CRAIG JONES, CEO of FORMATIVE

"Mike Joyce is a very talented UI/UX designer and contributed greatly to the direction of the product at Formative. I've had the opportunity to work with many high level creative minds throughout my career and Mike falls within the top echelon of talent. 

Through extensive user research, user testing, analytical thinking and problem solving, Mike gained invaluable insights and understanding into our user's needs. This translated into creative solutions, engaging features, design strategy and beautiful user interfaces that helped our sales team feel confident in the product that we presented to prospective buyers.

Mike is very easy to work with, a great collaborator and team player, who has the rare ability to turn vague or confusing concepts into a powerful and easy to use product. I would highly recommend his design services to any organization."

JONATHAN MANN, VP of SALES & SUCCESS, FORMATIVE

"I've known Mike outside of work for years, but, that doesn't take away from the unbiased recommendation I'd like to give him, based on our work experience together. Mike is an exceptionally talented designer, manager, leader & overall creative mind. The ideas & solutions he's come up with on projects we've both been a part of were truly amazing.
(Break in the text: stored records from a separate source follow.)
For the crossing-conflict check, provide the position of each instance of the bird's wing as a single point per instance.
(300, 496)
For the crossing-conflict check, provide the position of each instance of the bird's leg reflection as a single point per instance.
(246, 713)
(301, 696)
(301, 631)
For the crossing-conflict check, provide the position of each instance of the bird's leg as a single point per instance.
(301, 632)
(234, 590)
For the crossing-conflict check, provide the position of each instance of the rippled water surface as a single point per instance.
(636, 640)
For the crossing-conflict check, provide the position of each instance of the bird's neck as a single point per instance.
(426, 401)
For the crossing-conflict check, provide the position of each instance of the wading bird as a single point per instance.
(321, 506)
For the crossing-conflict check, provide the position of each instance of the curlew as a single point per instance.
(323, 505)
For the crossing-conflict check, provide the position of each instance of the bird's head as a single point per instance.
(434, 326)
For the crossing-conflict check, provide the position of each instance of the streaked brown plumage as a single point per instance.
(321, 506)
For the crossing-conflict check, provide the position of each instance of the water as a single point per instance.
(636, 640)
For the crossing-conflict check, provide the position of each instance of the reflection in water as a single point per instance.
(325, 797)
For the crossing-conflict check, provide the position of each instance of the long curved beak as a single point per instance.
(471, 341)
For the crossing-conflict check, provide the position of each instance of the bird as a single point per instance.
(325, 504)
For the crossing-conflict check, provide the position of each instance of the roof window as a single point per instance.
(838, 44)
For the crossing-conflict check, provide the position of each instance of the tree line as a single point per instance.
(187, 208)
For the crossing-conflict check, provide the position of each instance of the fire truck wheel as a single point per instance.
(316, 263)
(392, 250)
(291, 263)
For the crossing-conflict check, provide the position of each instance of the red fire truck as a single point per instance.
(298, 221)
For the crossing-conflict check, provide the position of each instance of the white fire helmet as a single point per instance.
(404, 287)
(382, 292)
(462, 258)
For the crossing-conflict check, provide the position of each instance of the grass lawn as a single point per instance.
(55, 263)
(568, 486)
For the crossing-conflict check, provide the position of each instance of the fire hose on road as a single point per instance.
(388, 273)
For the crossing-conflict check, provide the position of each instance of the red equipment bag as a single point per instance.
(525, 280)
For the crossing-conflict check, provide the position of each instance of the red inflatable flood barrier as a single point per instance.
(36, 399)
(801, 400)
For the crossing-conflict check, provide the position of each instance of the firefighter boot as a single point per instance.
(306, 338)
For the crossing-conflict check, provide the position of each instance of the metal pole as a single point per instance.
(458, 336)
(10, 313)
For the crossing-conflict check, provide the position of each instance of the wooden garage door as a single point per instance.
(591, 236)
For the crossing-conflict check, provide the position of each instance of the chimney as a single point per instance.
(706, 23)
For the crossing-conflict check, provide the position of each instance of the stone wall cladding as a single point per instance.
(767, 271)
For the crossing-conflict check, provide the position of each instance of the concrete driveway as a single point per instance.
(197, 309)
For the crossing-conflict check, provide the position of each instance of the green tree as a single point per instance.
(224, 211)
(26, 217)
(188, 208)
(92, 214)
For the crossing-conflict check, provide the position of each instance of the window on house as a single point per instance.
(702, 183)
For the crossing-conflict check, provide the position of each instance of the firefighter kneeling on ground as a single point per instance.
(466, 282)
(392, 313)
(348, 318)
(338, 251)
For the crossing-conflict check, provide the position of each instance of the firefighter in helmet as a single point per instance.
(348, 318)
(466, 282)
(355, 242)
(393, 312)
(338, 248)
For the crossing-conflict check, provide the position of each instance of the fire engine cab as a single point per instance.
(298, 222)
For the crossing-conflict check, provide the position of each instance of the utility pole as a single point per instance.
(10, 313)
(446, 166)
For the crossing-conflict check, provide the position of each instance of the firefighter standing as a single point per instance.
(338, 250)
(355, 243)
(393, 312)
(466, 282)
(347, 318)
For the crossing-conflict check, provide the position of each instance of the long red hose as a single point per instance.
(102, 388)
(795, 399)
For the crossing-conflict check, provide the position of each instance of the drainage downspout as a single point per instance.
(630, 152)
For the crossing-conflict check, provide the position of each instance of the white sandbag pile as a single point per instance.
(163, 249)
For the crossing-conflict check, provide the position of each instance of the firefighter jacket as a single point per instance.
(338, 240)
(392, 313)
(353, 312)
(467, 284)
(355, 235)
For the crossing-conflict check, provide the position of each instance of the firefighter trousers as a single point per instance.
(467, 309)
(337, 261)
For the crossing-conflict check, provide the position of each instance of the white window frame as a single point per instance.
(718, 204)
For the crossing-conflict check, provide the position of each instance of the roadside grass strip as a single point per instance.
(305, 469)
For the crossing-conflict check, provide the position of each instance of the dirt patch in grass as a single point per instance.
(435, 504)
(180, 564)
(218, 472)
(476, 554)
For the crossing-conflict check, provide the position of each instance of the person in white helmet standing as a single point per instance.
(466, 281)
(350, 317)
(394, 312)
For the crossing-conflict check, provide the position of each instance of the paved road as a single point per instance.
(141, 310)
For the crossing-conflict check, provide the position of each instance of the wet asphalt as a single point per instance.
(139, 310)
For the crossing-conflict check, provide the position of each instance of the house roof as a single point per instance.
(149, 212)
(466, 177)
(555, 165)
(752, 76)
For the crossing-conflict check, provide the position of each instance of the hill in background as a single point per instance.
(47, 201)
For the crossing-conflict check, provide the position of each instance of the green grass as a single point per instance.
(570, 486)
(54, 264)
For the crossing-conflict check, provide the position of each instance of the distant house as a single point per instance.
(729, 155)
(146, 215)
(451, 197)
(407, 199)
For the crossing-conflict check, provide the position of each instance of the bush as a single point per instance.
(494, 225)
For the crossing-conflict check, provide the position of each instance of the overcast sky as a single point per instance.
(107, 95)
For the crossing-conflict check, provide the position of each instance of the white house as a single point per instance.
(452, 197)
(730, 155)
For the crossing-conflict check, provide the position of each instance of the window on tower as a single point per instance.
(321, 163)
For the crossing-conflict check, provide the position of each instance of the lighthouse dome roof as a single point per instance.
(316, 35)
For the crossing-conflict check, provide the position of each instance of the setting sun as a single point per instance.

I'd give him the highest recommendation for any project that needs creative direction, UI / UX conceptualization, innovative ideas, or, leadership & management."

CHERYL LAYUG, HEAD SUCCESS MANAGER, FORMATIVE

"Mike understands the importance of gathering different perspectives and will make informed decisions based internal team design sessions and regular user testing. He has partnered up with me to lead our super user program and regularly facilitates group design sessions as well as discussions. He is well liked by our super users because he listens well, is prompt in responses, and provides thoughtful explanations for anything he shares.


He also exhibits those same qualities in communicating with our internal team and can effectively collaborate remotely, as well. Mike actively engages in research to constantly improve within his role on the team. For example, has led the team in researched-backed, efficient design sprints. He has also found and helped invest our team in systems that make our collection and analysis of user feedback extremely more efficient.


In summary, I have really enjoyed working with Mike because of his effective communication skills, his thorough methods of gathering feedback, and how he constantly works to improve what he does."